The morning is cold and cloudy. A single bull elk stands below Baronnette Peak as we pass by. A flutter of wings rises from the road several times. Robins hunting in the early morning. Near Soda Butte cone a large dark shape rummages in the tall grass. A bear. From Soda Butte cone we see what appears to be a large black bear, his silvery shading confusing us. Later, looking at photos, we realize it was a grizzly, with its dished-in face.
    Suddenly coyotes begin howling in a chaotic whirl of sound. It's difficult to pinpoint where it's coming from. Not far from the bear a coyote moves west and sits down in the grass. All is quiet once again. Last May a pair of coyotes raised their litter of five across the road. I wonder if those pups have been singing to me now.

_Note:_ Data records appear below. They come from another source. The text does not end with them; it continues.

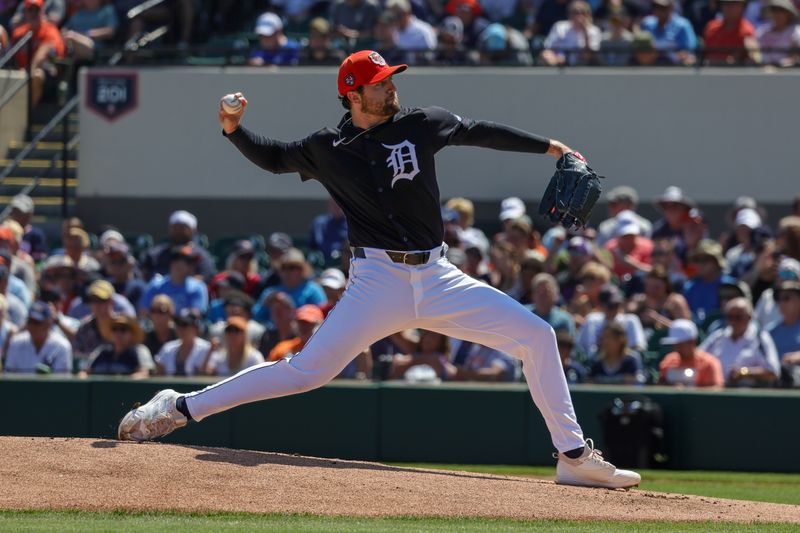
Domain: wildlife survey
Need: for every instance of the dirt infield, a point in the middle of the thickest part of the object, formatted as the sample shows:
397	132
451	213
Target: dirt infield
93	475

    The Lamar Valley is quiet again. Bison are scattered everywhere. A gray wolf with dark back and light belly trots west of Amethyst Bench at a quick rate, clutching something in his mouth, probably a bone. We follow him into a stand of fir trees and lose him, only to find him again with four other wolves on top of Amethyst Bench. Three pups, all black, and an adult wrestle in the sage. They are very high up and impossible to see from the road, so we hike up to level two of Cardiac Hill where we are able to watch the wolves playing for two hours.
    From the hill they are small, but we can see them wagging tails, stretch, dig holes, explore. The three black pups are the survivors of the Slough Creek Pack's spring litter. In May they numbered 14 or 15 and now there are only three. Wolf enthusiasts watched as they weakened and died of parvovirus, a disease which struck other packs as well. These three pups were afflicted also, but managed to survive.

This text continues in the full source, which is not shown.